Free Radicals were a Wellington-based art music duo active in the early 80s, described by one reviewer as ‘Eno meets industrial punk meets Stockhausen’.

“The music of Free Radicals still, years later, sounds like no other, two experimental classical composers using technology developed primarily for pop music.” – Elizabeth Kerr

Free Radicals is one of four inaugural releases to mark the launch of a new Rattle Records imprint, Rattle Echo. This new label will present New Zealand art-music recordings from the past that have either never been commercially released or made available digitally, or that simply deserve to be more widely known.

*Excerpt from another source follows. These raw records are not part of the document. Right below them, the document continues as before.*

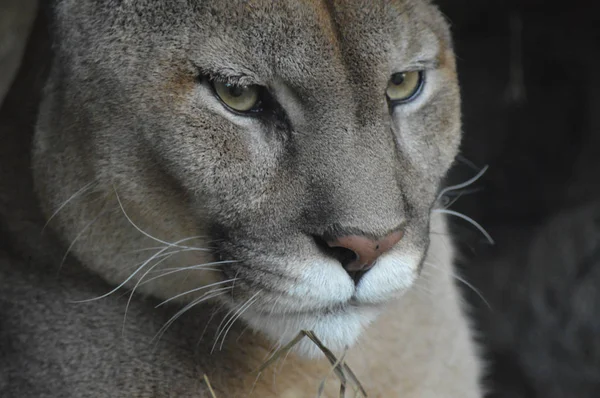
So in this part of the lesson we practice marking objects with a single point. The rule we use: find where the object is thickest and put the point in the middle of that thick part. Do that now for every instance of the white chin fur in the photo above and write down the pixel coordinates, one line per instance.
(336, 331)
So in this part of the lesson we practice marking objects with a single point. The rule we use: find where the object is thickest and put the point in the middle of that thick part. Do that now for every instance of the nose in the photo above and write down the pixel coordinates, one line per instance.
(366, 250)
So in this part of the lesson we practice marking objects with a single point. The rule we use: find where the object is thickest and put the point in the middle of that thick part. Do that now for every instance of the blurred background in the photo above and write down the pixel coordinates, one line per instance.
(530, 73)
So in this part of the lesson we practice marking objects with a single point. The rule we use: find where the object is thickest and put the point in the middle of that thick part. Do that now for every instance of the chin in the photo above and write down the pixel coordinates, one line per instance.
(337, 329)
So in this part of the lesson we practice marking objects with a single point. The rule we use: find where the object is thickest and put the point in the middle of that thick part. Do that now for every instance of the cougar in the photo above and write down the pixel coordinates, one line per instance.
(231, 199)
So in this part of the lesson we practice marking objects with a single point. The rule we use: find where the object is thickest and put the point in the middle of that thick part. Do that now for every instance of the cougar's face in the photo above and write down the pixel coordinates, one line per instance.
(306, 139)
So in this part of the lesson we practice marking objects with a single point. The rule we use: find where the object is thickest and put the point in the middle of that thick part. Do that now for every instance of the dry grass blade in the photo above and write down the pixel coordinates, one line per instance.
(212, 392)
(339, 368)
(335, 366)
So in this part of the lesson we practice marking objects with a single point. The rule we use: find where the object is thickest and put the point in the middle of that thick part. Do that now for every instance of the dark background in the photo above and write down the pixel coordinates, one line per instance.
(530, 74)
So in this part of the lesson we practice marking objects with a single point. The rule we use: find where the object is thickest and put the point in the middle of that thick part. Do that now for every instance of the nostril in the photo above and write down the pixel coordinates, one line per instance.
(343, 255)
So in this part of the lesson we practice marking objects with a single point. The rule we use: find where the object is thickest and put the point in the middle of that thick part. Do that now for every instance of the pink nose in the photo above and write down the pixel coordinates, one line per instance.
(367, 250)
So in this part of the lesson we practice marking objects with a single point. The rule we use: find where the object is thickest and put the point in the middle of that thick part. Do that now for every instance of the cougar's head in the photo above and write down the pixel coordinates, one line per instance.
(298, 146)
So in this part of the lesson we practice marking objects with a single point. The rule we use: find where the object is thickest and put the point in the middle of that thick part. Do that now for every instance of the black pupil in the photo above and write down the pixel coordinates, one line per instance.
(398, 78)
(235, 91)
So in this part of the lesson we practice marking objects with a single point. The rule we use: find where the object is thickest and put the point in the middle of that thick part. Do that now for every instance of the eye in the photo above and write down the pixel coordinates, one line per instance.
(238, 98)
(404, 86)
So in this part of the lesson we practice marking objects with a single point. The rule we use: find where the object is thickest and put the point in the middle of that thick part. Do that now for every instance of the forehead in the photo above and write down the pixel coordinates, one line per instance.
(272, 36)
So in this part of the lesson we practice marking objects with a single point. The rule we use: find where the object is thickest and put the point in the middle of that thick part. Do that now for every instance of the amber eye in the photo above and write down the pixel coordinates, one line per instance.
(404, 86)
(238, 98)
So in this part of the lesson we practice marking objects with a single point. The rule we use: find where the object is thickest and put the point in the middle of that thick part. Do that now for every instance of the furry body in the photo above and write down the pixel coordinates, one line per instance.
(155, 148)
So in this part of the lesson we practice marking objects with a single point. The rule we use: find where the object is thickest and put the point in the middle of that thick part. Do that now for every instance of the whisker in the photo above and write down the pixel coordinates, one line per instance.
(468, 219)
(463, 281)
(132, 275)
(207, 296)
(194, 291)
(66, 202)
(137, 284)
(79, 235)
(464, 184)
(214, 312)
(170, 244)
(246, 307)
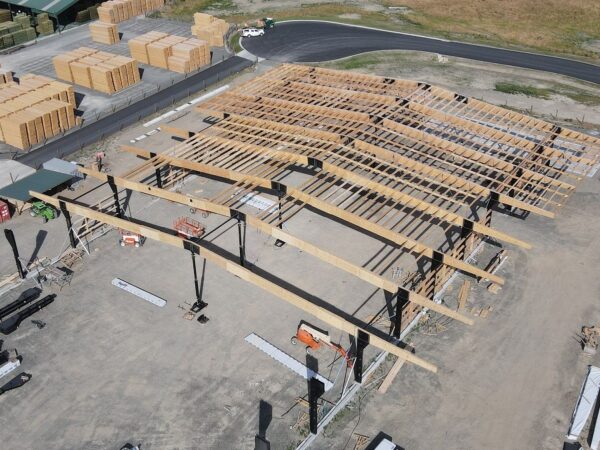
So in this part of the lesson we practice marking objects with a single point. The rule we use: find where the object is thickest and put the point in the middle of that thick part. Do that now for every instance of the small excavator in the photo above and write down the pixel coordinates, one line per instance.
(314, 338)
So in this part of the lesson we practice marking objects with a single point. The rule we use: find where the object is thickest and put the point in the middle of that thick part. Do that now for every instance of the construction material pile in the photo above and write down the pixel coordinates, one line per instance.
(94, 69)
(116, 11)
(16, 32)
(105, 33)
(44, 25)
(176, 53)
(36, 109)
(210, 29)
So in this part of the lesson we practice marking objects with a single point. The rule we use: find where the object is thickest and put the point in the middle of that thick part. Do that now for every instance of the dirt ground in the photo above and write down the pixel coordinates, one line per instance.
(571, 102)
(109, 368)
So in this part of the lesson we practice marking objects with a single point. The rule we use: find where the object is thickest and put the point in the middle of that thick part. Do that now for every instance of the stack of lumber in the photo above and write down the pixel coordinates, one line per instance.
(210, 29)
(15, 33)
(44, 25)
(176, 53)
(93, 10)
(34, 110)
(116, 11)
(94, 69)
(105, 33)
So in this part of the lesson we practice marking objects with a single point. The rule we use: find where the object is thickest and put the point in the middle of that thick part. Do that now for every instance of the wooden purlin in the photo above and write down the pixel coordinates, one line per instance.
(481, 110)
(406, 200)
(399, 239)
(227, 211)
(356, 125)
(256, 88)
(344, 99)
(350, 325)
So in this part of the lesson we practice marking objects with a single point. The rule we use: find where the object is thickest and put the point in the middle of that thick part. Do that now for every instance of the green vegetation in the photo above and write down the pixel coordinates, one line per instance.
(529, 91)
(553, 26)
(234, 43)
(577, 95)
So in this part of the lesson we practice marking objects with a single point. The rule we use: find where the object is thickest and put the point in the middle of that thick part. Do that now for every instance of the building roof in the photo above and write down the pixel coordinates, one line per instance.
(41, 181)
(50, 6)
(11, 171)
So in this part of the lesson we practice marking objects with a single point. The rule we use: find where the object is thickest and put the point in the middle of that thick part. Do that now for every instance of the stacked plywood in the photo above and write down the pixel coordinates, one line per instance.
(175, 53)
(34, 110)
(44, 26)
(210, 29)
(101, 71)
(116, 11)
(105, 33)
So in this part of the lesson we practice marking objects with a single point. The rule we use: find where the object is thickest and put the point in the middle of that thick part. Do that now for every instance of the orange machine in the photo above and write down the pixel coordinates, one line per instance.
(129, 239)
(188, 228)
(314, 339)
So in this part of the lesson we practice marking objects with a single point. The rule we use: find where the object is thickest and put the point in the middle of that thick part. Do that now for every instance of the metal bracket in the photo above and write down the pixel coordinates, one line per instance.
(362, 341)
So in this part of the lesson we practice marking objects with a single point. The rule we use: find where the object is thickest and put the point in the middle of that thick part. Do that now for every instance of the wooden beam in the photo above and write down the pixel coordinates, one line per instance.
(313, 250)
(392, 236)
(305, 305)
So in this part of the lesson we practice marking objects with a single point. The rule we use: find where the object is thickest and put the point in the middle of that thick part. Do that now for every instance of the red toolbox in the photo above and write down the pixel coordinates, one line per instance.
(4, 212)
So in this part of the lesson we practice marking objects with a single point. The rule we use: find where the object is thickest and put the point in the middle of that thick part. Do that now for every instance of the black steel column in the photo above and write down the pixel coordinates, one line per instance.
(198, 299)
(158, 177)
(401, 300)
(113, 186)
(316, 389)
(241, 218)
(65, 212)
(10, 237)
(362, 340)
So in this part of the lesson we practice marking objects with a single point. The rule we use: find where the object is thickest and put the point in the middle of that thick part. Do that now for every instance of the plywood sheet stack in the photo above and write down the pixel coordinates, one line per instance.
(105, 33)
(116, 11)
(44, 26)
(210, 29)
(34, 110)
(176, 53)
(97, 70)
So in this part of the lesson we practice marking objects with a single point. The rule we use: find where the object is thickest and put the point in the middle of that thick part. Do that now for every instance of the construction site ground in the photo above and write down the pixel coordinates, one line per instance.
(109, 368)
(92, 104)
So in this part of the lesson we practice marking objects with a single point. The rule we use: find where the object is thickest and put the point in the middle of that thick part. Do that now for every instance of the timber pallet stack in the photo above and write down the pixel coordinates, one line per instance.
(210, 29)
(44, 26)
(176, 53)
(105, 33)
(36, 109)
(116, 11)
(97, 70)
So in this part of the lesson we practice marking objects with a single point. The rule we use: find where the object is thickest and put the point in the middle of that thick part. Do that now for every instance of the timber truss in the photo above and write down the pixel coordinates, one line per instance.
(415, 166)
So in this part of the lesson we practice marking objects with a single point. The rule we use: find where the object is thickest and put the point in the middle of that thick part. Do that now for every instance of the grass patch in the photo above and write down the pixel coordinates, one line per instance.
(557, 26)
(577, 95)
(551, 26)
(529, 91)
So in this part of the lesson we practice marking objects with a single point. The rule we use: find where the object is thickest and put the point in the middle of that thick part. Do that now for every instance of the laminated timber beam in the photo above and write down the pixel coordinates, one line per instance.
(392, 236)
(356, 121)
(335, 320)
(407, 200)
(277, 233)
(454, 181)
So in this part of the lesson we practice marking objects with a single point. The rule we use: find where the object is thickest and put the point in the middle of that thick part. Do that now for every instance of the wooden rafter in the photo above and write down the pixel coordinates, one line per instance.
(409, 244)
(350, 325)
(277, 233)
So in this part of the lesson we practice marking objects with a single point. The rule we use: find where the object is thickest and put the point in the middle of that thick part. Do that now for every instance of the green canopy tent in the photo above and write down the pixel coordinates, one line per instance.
(53, 7)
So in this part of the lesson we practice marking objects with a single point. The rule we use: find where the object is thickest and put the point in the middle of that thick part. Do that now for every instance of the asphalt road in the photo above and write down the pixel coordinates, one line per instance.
(113, 123)
(322, 41)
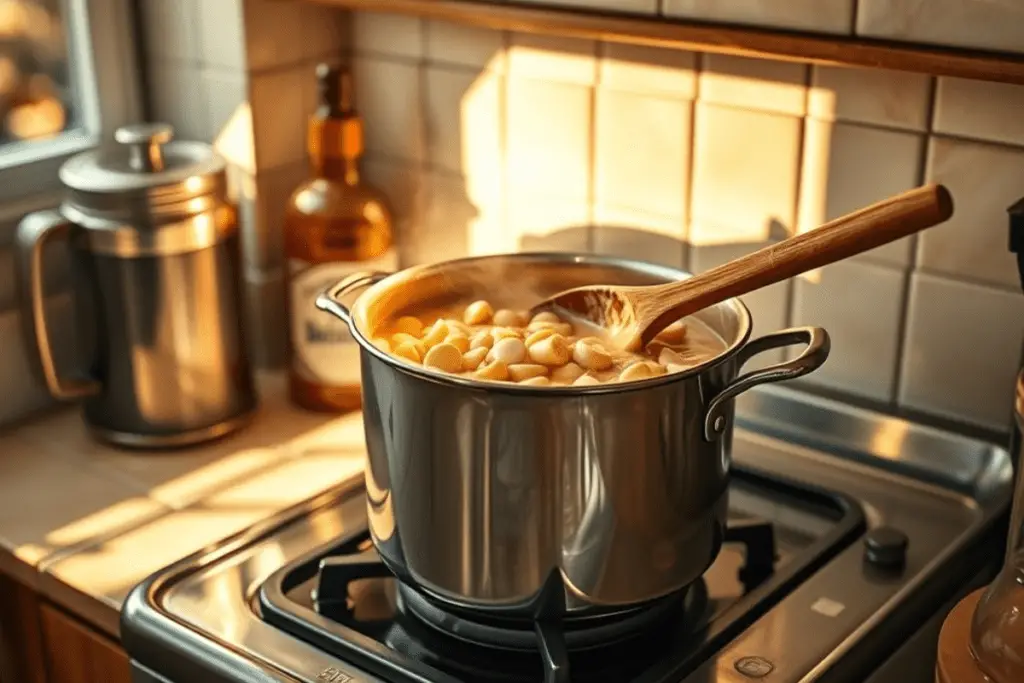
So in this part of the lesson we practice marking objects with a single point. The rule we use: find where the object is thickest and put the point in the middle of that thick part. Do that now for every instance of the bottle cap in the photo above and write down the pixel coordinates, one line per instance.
(337, 107)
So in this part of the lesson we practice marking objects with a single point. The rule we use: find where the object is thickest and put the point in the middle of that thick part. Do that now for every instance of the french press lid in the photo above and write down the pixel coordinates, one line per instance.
(145, 178)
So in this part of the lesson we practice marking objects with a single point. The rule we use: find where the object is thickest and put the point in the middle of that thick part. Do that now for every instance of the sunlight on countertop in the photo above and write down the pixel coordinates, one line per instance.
(95, 519)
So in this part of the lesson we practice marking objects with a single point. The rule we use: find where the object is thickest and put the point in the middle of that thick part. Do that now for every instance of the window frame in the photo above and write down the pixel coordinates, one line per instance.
(104, 71)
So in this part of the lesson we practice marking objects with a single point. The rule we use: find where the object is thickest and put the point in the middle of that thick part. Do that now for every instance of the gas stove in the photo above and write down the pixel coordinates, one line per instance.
(849, 535)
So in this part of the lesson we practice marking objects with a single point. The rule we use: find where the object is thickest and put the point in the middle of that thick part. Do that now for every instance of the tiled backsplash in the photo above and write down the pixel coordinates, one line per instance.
(491, 141)
(494, 141)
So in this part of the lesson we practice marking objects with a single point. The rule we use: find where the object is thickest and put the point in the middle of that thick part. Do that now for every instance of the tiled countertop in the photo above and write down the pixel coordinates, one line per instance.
(83, 522)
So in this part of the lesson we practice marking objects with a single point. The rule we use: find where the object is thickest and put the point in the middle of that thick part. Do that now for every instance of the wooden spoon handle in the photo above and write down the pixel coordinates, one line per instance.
(840, 239)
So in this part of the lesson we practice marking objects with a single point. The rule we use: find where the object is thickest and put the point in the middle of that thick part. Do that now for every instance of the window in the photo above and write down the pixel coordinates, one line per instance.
(68, 78)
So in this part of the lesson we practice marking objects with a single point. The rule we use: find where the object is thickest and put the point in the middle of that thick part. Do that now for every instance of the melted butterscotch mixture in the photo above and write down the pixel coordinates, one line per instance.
(505, 345)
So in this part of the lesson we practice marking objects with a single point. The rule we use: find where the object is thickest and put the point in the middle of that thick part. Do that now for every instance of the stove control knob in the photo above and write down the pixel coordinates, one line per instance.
(885, 547)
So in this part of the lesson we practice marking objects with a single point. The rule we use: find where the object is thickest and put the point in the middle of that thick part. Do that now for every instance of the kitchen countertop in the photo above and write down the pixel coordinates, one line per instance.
(82, 522)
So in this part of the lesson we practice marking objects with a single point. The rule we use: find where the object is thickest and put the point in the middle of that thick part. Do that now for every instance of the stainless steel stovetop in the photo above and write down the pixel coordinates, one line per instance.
(850, 535)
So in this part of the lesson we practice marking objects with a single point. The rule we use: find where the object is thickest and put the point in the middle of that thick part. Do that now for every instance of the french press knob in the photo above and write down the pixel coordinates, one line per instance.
(144, 142)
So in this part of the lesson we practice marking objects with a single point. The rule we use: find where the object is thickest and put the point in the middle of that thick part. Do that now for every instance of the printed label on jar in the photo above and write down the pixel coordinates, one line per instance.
(323, 348)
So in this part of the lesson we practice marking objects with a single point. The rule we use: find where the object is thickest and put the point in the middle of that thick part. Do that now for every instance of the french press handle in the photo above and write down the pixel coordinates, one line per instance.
(34, 232)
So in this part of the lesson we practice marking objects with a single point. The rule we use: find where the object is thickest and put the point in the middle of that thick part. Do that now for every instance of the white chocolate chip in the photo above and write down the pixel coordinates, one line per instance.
(478, 312)
(509, 318)
(496, 370)
(435, 335)
(509, 350)
(520, 372)
(481, 339)
(504, 333)
(537, 336)
(459, 340)
(472, 358)
(592, 356)
(443, 356)
(409, 325)
(567, 374)
(550, 351)
(411, 351)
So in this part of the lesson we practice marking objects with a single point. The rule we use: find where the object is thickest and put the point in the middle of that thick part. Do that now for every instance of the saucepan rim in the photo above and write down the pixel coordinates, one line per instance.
(357, 312)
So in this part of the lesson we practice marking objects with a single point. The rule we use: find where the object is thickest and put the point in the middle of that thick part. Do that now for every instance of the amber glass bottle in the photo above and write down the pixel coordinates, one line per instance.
(335, 224)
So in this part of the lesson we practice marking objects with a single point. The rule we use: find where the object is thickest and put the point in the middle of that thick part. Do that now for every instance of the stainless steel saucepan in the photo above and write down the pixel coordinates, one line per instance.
(482, 495)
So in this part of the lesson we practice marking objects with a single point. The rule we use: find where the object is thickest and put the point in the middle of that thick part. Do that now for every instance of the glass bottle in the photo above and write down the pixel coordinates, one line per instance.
(997, 626)
(335, 224)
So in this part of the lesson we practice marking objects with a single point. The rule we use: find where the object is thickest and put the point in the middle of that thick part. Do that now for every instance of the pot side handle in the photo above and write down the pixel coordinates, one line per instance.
(818, 345)
(330, 299)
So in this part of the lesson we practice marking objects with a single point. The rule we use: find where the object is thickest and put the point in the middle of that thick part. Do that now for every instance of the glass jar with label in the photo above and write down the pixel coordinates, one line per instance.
(335, 224)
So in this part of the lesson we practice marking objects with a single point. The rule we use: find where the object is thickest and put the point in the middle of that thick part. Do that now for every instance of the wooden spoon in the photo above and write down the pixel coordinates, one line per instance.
(632, 316)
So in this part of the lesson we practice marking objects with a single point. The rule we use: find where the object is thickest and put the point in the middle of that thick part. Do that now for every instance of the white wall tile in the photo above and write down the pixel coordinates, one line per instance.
(744, 175)
(176, 99)
(817, 15)
(552, 58)
(394, 35)
(996, 25)
(392, 115)
(402, 183)
(756, 84)
(642, 155)
(630, 6)
(462, 45)
(648, 70)
(279, 119)
(548, 138)
(221, 32)
(861, 306)
(984, 180)
(644, 237)
(227, 95)
(273, 34)
(963, 350)
(327, 31)
(263, 240)
(982, 110)
(170, 30)
(847, 167)
(463, 121)
(541, 223)
(898, 99)
(446, 229)
(264, 318)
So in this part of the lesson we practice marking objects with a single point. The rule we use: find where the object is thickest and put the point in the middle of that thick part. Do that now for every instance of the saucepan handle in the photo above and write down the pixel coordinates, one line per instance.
(817, 346)
(330, 299)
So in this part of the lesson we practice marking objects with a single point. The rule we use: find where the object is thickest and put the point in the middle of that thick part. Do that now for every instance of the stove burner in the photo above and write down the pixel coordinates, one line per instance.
(580, 633)
(554, 634)
(342, 598)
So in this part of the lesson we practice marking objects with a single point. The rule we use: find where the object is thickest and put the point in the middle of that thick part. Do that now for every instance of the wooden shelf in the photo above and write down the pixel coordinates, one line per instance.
(710, 38)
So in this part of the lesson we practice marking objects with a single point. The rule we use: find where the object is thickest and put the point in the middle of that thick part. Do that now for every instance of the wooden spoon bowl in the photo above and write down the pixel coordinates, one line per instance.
(632, 316)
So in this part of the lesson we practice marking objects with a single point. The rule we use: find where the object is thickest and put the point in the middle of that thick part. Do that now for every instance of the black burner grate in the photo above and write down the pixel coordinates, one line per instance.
(345, 600)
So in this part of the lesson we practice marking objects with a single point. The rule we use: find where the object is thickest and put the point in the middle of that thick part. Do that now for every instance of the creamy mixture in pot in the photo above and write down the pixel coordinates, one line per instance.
(505, 345)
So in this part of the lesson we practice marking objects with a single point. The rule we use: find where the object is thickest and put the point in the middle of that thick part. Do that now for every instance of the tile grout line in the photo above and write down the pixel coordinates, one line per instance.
(913, 264)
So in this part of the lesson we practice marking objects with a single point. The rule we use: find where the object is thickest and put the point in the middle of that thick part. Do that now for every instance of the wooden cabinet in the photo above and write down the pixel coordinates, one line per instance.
(75, 653)
(22, 657)
(39, 643)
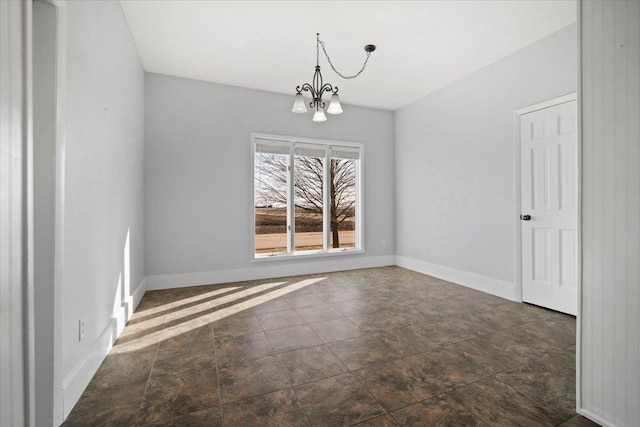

Free Radicals were a Wellington-based art music ensemble that offered an outlet for the creative musical sensibilities of Ross Harris and Jonathan Besser in the early 80s. Ross and Jonathan recorded their music together in the electronic music studio at Victoria University of Wellington, which was established and run by Douglas Lilburn. It was a room fitted out with multi-track tape recorders, filters, ring modulators, and a classic reverberation plate mounted in one of the walls. Their initial recordings involved basic sound transforming techniques, such as speed changes, pitch shifts, cutting and splicing tape, and feeding sounds through various effects. They sought to create sounds that were of New Zealand by incorporating and manipulating environmental sounds into their recordings, but they also worked with voltage-controlled synthesizers such as the Putney VCS3 and 2 Synthi A.

In previous years, such machines were clock-synced, but in 1983 a new industry standard called MIDI appeared on the scene, which enabled a sophisticated connection and control of audio technologies that is still in use today. Machines such as the Roland TR-606, TR-303, and JX3P seduced the duo into creating rock-influenced textures and sequences to improvise over. Jonathan added a Roland RS 202 Keyboard, which brought string and organ sounds to their palette. Pre-recorded tapes of voices and industrial sounds were often added, but the creative possibilities increased dramatically in 1985 with the addition of The Drumulator (the most advanced drum machine at that time) and the Ensoniq Mirage, a “sampling” unit that enabled any sound to be recorded then played back at different pitches across the length of a triggering keyboard. In performance, everything (including voices) was processed through AKS synthesizers to produce often barely controllable chaos, which, in essence, was one of the defining characters of the Free Radicals.